Emojis at #useR2017

Romain François

Tuesday, Jul 11, 2017

4 min read

emojis tweetstorm useR useR2017 rtweet shiny shinydashboard

Because of imminent birth of my 2nd daughter, I did not get to go to useR, so I’ve been feeling a mix of frustration, impatience and fomo. I was really pleased to find out that for the second year, part of the conference would be streamed live and most of it will be available later.

I combined watching the live stream and constantly update the column with the #useR2017 filter on my tweetbot, until this started to be overwhelming enough for me to come up with a way to visualise the tweet storm from a few angles.
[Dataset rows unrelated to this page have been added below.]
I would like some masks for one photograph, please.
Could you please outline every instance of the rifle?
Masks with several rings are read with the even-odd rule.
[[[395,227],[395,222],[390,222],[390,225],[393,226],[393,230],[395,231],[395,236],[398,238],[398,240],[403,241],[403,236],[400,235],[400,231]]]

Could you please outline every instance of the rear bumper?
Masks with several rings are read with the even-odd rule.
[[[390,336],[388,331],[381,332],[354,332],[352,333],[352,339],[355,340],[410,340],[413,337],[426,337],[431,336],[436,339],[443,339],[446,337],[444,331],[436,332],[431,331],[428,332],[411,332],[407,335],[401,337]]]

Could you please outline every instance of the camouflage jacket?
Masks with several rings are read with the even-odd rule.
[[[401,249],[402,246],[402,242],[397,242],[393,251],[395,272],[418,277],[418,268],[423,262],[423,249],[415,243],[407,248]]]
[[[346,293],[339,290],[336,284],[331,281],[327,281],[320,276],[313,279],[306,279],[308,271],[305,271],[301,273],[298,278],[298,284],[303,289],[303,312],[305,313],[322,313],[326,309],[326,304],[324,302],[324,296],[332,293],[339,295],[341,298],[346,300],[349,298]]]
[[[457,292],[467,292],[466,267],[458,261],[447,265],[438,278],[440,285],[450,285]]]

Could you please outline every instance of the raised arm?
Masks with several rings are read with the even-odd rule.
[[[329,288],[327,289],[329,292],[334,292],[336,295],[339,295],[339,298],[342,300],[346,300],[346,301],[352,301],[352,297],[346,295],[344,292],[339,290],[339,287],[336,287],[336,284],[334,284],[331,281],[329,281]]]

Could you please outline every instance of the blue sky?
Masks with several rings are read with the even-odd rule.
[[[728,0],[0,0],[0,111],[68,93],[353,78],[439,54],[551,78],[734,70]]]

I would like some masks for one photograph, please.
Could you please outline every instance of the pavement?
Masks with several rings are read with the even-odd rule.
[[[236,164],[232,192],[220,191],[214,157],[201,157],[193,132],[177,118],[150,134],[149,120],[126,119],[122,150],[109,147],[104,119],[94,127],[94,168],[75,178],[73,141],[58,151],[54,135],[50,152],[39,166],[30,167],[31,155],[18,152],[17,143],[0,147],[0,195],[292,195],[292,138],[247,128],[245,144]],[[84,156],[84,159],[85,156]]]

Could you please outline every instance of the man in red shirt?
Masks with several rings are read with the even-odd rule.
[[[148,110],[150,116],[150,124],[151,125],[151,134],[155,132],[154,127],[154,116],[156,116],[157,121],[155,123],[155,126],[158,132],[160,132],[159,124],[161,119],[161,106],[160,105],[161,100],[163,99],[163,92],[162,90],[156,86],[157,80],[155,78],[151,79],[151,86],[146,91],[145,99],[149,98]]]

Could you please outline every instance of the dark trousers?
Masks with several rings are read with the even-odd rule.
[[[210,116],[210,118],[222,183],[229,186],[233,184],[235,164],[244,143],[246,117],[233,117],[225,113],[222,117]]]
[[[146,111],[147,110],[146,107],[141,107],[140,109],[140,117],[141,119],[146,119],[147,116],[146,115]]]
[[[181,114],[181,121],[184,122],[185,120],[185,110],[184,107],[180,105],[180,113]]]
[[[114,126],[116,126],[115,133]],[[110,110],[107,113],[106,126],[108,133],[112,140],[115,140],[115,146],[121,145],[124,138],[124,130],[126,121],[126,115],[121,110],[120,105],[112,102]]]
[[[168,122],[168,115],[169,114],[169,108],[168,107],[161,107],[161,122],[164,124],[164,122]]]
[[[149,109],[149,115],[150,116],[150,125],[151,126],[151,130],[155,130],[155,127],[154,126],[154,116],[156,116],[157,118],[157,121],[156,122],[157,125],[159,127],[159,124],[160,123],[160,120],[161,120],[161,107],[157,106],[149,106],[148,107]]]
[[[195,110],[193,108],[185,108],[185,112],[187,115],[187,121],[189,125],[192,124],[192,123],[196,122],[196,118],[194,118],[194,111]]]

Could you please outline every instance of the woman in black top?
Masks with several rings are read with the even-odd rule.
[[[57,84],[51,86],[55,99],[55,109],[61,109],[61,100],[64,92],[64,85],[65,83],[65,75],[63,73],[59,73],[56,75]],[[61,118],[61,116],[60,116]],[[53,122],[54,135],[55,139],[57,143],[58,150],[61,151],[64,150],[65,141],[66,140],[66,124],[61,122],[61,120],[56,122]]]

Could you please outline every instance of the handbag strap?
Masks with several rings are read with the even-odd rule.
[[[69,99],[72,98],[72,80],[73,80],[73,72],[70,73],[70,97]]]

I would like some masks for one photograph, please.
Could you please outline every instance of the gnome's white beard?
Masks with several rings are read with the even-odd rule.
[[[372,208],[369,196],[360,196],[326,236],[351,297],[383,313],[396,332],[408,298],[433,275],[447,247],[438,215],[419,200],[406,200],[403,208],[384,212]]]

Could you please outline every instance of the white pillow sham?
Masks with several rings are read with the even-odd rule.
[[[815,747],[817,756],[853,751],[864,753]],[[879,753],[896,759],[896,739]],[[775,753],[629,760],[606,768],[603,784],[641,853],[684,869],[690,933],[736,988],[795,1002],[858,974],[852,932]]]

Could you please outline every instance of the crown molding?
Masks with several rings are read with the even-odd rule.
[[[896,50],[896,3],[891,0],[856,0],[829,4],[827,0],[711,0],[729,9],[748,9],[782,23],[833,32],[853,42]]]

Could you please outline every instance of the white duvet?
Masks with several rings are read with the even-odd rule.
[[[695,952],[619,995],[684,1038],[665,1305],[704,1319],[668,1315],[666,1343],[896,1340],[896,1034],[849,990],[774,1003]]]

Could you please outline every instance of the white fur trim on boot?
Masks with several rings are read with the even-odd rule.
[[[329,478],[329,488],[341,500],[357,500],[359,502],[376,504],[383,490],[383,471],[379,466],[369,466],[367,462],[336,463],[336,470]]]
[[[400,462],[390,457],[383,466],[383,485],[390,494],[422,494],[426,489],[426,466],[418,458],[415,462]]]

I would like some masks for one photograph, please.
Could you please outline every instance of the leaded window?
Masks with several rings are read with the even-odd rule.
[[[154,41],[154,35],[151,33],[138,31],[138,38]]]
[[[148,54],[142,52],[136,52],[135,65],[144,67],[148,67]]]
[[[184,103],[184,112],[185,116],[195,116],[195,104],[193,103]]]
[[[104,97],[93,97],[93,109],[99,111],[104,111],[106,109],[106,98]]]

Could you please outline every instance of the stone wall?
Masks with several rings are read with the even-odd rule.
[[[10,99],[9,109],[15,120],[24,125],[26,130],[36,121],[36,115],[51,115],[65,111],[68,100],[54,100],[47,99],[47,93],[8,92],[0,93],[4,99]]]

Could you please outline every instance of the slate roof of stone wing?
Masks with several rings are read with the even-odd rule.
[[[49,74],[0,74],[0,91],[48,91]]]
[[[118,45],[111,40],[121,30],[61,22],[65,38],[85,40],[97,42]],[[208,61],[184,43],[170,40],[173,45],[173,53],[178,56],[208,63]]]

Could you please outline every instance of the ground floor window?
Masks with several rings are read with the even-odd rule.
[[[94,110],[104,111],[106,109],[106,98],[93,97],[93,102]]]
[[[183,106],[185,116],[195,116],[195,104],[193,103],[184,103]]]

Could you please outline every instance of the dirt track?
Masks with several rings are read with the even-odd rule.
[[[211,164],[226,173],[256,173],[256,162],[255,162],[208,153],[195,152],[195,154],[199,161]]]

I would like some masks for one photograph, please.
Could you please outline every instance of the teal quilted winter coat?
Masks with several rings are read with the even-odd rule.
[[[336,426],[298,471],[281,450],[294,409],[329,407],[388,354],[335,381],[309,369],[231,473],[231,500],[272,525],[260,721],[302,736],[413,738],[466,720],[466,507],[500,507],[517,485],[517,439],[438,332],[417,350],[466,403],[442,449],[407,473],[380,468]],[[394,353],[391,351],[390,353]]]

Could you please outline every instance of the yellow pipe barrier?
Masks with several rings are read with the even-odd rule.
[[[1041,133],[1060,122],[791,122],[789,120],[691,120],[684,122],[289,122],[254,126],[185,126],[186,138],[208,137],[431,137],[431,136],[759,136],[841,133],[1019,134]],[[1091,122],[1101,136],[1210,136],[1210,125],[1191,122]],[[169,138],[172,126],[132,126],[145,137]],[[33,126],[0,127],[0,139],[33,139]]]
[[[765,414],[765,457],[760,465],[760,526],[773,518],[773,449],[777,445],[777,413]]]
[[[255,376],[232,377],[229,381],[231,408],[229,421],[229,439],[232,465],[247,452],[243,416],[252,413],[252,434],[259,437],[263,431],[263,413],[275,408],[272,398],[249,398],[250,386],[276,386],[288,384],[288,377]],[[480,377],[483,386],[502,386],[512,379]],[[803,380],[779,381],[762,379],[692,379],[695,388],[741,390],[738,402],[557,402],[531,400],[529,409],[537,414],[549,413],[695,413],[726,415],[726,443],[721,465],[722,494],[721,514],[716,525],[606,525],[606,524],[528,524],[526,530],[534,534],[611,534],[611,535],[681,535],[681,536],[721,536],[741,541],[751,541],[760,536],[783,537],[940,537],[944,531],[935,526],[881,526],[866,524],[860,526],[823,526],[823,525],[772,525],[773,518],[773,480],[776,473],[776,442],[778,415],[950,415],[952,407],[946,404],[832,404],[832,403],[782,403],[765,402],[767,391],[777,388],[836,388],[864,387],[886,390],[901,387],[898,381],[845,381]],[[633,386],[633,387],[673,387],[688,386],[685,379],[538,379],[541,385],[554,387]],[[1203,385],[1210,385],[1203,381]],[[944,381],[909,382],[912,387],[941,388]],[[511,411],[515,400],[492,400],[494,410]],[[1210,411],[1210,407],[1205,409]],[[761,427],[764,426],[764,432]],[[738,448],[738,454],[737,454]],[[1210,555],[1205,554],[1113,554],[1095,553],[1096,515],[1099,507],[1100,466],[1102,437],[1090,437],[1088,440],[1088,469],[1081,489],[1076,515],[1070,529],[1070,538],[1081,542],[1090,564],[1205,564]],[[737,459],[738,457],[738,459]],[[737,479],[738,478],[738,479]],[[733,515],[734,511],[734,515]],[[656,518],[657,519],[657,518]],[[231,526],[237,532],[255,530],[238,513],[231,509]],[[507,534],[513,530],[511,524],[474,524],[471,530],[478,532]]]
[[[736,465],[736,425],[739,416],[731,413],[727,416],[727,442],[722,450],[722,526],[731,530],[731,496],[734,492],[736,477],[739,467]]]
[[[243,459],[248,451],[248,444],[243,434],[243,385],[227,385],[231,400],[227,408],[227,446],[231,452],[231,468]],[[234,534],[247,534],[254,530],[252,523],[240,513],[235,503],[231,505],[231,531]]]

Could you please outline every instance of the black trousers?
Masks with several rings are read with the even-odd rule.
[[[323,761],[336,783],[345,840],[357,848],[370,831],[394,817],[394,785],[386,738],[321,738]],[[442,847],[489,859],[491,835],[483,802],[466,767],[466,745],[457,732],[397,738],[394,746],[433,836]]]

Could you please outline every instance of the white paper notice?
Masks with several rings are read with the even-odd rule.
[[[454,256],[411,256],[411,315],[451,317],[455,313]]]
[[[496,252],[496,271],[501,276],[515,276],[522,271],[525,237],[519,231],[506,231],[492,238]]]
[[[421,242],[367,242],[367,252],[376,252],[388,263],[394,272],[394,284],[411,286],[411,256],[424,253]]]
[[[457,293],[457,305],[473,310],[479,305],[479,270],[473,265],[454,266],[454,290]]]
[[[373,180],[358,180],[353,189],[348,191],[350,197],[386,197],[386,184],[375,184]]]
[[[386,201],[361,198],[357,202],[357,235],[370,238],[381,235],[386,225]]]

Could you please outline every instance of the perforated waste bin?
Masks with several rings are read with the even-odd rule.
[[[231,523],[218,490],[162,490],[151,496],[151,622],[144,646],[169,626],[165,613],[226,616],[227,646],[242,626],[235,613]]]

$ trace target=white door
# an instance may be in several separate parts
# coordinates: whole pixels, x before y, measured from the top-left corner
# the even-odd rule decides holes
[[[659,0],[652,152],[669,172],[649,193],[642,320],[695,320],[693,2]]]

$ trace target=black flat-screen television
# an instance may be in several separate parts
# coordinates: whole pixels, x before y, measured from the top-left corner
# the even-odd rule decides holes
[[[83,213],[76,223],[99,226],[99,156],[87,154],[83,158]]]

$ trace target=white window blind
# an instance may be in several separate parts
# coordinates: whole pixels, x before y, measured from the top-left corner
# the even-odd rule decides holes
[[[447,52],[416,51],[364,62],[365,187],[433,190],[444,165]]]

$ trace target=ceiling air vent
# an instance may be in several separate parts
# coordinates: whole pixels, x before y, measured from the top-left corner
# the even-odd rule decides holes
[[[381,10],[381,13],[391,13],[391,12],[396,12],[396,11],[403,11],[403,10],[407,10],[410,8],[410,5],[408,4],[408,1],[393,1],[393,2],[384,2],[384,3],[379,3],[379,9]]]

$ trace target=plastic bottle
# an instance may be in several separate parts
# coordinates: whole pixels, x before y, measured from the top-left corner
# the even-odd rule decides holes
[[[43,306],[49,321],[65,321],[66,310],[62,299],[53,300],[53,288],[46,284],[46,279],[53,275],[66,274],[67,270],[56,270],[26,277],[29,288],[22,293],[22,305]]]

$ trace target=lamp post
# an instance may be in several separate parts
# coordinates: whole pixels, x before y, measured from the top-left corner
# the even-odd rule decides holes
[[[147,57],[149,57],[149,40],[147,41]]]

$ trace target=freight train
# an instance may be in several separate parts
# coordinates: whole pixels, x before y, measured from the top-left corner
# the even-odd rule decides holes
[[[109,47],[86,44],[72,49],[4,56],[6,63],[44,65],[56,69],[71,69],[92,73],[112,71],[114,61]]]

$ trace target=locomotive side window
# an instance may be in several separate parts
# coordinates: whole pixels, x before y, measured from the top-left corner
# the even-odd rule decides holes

This was a good opportunity to learn the rtweet package to grab the tweets, and shinydashboard for the visualisation.

A few hours and a few tweets later, we released this as the pet project tweetstorm, a shiny dashboard to glimpse activity on twitter, to answer some questions:

How many tweets from how manuy twitter users
Related hashtags
Which tweets were the most fav’ed or retweeted
Who tweeted the most, was quoted or replied to the most
…

Some of use use emojis in our tweets, and I’ve learned from Sean Kross how to extract them from the tweet, borrowing a regex from his article: Which Emojis Does Lucy Use in Commit Messages?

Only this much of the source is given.